20 Plätze zählen die Tagespflegen in Naumburg und Eckartsberga. Um eine hohe Auslastung braucht sich Diakonie-Chef Knauf wohl vor allem in Eckartsberga keine Sorgen machen. Während es in Naumburg einige unterschiedliche Anbieter gibt, beispielsweise das DRK, sind diese an der Finne rar gesät. So meint Renate Schröder: „Wir haben in Eckartsberga eine Weile gebraucht, um das Vertrauen der Menschen zu gewinnen. Doch dann kamen sie von ringsum der Finne“.
Dem Fachkräftemangel getrotzt
Was Schröder und Knauf eint: Sie konnten laut eigenen Aussagen in den vergangenen Monaten und Jahren dem Fachkräftemangel erfolgreich trotzen, immer wieder neue Kräfte gewinnen, mussten selten welche verabschieden. Schröder: „Kontinuität ist in der Tagespflege wichtig, damit ein Vertrauensverhältnis entsteht.“
Keine Nachtschichten, keine Arbeit am Wochenende
Da die Arbeitszeiten dort „montags bis freitags, 8 bis 16 Uhr, ohne Nacht- und Wochenendschichten“ lauten, sei es auch deutlicher einfacher Personal zu gewinnen, als etwa für Heime oder ambulante Dienste, so Knauf, dessen Diakonie im Burgenlandkreis in etlichen Einrichtungen fast das komplette Spektrum des sozialen Bereichs abdeckt.

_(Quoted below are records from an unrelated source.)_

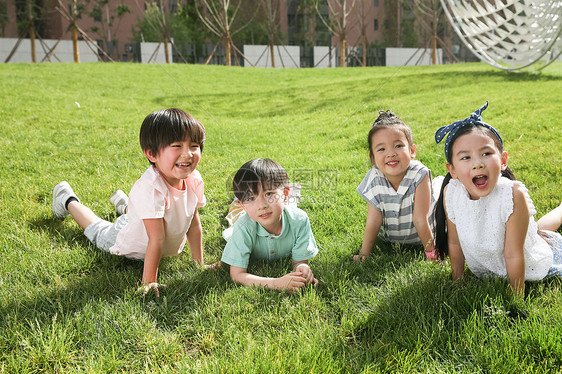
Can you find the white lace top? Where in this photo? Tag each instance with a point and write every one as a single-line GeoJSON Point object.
{"type": "Point", "coordinates": [481, 228]}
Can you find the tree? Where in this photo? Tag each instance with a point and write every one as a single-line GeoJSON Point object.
{"type": "Point", "coordinates": [362, 24]}
{"type": "Point", "coordinates": [430, 18]}
{"type": "Point", "coordinates": [337, 22]}
{"type": "Point", "coordinates": [76, 9]}
{"type": "Point", "coordinates": [271, 13]}
{"type": "Point", "coordinates": [110, 19]}
{"type": "Point", "coordinates": [3, 16]}
{"type": "Point", "coordinates": [218, 16]}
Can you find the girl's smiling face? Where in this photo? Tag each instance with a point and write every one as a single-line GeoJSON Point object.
{"type": "Point", "coordinates": [477, 163]}
{"type": "Point", "coordinates": [392, 154]}
{"type": "Point", "coordinates": [176, 161]}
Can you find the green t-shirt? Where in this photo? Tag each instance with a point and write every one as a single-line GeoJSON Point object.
{"type": "Point", "coordinates": [250, 239]}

Knaufs Hauptaufgabe: Die jährlichen Verhandlungen mit Pflegekasse, Bundesland und Co. so zu führen, dass am Ende mindestens eine Null steht. Die Kosten, die er für einen Platz verlangen darf, werden von den Trägern auf den Cent scharf kontrolliert. Schließlich werden je nach Pflegestufe teils hohe Kostenübernahmen geleistet.
Oft 500 bis 1.000 Euro Zuzahlung pro Monat
Für die Besucher einer Tagespflege oder deren Angehörige bleibt dennoch ein Eigenanteil, je nach in Anspruch genommenen Tagen und Pflegestufe beträgt diese zwischen 500 und 1.000 Euro im Monat. Transport von und zur Haustür, professionelle Pflege und Hygiene sind genauso inklusive wie eine Partie Rummikub, „wobei ich gerade zweimal gegen Frau Ille und Herrn Heinel verloren habe“, wie Ingrid Walther am Ende unseres Besuch feststellen muss.